Property market watchers are expecting keen interest for 680 Upper Thomson Road, which used to house the headquarters of NTUC FairPrice.
Besides the freehold tenure, the site offers flexibility for development. This is unlike the many leasehold industrial properties on sites directly allocated by JTC, which are restricted by its policies on assignment of lease and subletting, noted industry players.
The Upper Thomson site is expected to appeal to developers looking for land to build strata industrial property projects for sale, be they ramp-up or flatted factories/warehouses.
The site is also suitable for development into strata food factories, which tend to command higher prices.
Some agents estimated that units in a new project on the site could potentially sell for about S$1,000 psf on strata area for general industrial/warehouse use, or a higher psf price for food factories.
An analysis by Cushman & Wakefield Research indicated that investment sales of Singapore industrial properties between Jan 1 and Sep 19 this year totalled about S$2.8 billion, or nearly half the S$5.7 billion figure for the whole of 2024. The figures cover deals of more than S$10 million each.
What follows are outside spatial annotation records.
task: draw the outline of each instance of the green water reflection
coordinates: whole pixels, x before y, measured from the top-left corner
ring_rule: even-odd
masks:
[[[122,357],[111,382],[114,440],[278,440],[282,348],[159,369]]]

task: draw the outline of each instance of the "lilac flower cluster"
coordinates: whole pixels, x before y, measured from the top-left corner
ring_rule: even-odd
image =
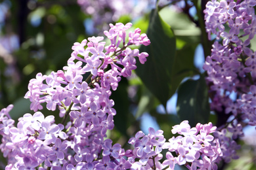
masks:
[[[232,120],[215,133],[225,149],[223,158],[227,162],[238,158],[235,150],[239,146],[234,140],[244,135],[241,122],[256,125],[255,52],[249,48],[256,33],[255,5],[254,0],[213,0],[204,10],[208,38],[214,35],[217,40],[203,65],[211,109],[224,112]],[[226,129],[233,134],[231,139],[225,137]]]
[[[104,140],[107,130],[114,128],[116,113],[110,90],[116,90],[121,76],[130,76],[136,69],[135,57],[144,63],[148,56],[129,46],[148,45],[150,41],[139,28],[129,32],[127,40],[126,31],[131,23],[110,26],[110,30],[104,31],[109,45],[102,41],[103,37],[75,42],[63,71],[53,71],[49,76],[38,73],[30,81],[25,98],[30,99],[30,109],[36,112],[33,116],[25,114],[16,128],[8,114],[12,106],[1,110],[1,149],[8,158],[7,169],[131,167],[123,158],[129,153],[119,144],[112,146],[110,139]],[[86,73],[89,76],[83,80]],[[54,124],[54,116],[45,118],[37,111],[43,103],[50,110],[60,110],[62,124]]]
[[[139,29],[126,38],[131,23],[110,26],[104,31],[110,44],[102,37],[75,42],[63,70],[48,76],[38,73],[30,81],[25,97],[32,102],[33,115],[25,114],[15,127],[9,114],[13,106],[1,110],[0,148],[8,160],[6,169],[173,169],[175,164],[217,169],[223,153],[219,139],[210,135],[216,129],[211,123],[191,128],[184,121],[173,127],[172,133],[181,135],[167,142],[161,130],[139,131],[129,141],[133,150],[125,150],[107,138],[116,114],[111,90],[136,69],[135,57],[144,63],[148,56],[129,46],[150,43]],[[60,110],[61,124],[38,111],[43,103],[49,110]],[[168,151],[163,162],[163,149]]]
[[[217,169],[217,163],[223,156],[218,139],[214,139],[210,133],[215,131],[215,126],[211,123],[202,125],[198,124],[191,128],[185,120],[173,127],[173,134],[178,133],[165,142],[163,131],[155,131],[150,128],[149,134],[145,135],[142,131],[136,133],[130,139],[129,143],[133,144],[133,156],[128,158],[135,162],[131,169],[174,169],[175,164],[184,165],[188,169]],[[166,159],[160,161],[163,155],[163,149],[168,149]],[[175,157],[173,154],[177,156]]]

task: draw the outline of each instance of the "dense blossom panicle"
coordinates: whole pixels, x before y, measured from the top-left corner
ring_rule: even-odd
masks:
[[[116,90],[121,76],[130,76],[136,69],[135,58],[145,62],[148,56],[129,47],[150,43],[145,34],[140,34],[139,28],[127,33],[131,26],[131,23],[110,24],[110,29],[105,34],[110,39],[110,44],[106,44],[103,37],[75,42],[63,70],[53,71],[48,76],[38,73],[30,81],[25,95],[32,102],[30,109],[35,112],[19,118],[17,127],[9,115],[13,106],[1,110],[0,148],[8,158],[7,169],[37,167],[40,169],[126,169],[131,167],[134,162],[125,158],[132,156],[132,151],[125,152],[119,144],[112,145],[112,140],[104,139],[107,130],[114,128],[113,118],[116,114],[114,102],[110,99],[110,90]],[[128,35],[136,36],[127,41]],[[87,73],[89,76],[84,79]],[[60,110],[62,124],[54,124],[54,116],[45,117],[38,111],[44,103],[49,110]]]
[[[256,125],[255,52],[249,48],[255,35],[255,5],[253,0],[213,0],[204,10],[209,38],[213,34],[217,40],[203,67],[207,72],[206,80],[213,97],[211,108],[233,120],[214,133],[223,151],[223,158],[227,162],[238,158],[236,150],[240,146],[234,140],[244,136],[244,120],[249,125]],[[232,97],[234,94],[235,97]],[[226,130],[232,133],[231,138],[225,137]]]

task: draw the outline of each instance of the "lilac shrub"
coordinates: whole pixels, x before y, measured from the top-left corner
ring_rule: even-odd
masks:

Wong Xian Yang, head of research for Singapore and South-east Asia at Cushman & Wakefield, said: “Investor appetite for Singapore’s industrial properties remains strong, underpinned by sound market fundamentals and easing interest rates. This is especially for industrial assets that cater to industries such as high-value manufacturing, technology and life sciences. These could include property types such as business parks, prime logistics and data centres.”
He added: “Industrial sites with potential for redevelopment or repurposing – particularly those suitable for self-storage facilities, worker dormitories or data centres – are highly sought after, given their robust supply-demand dynamics,” he added.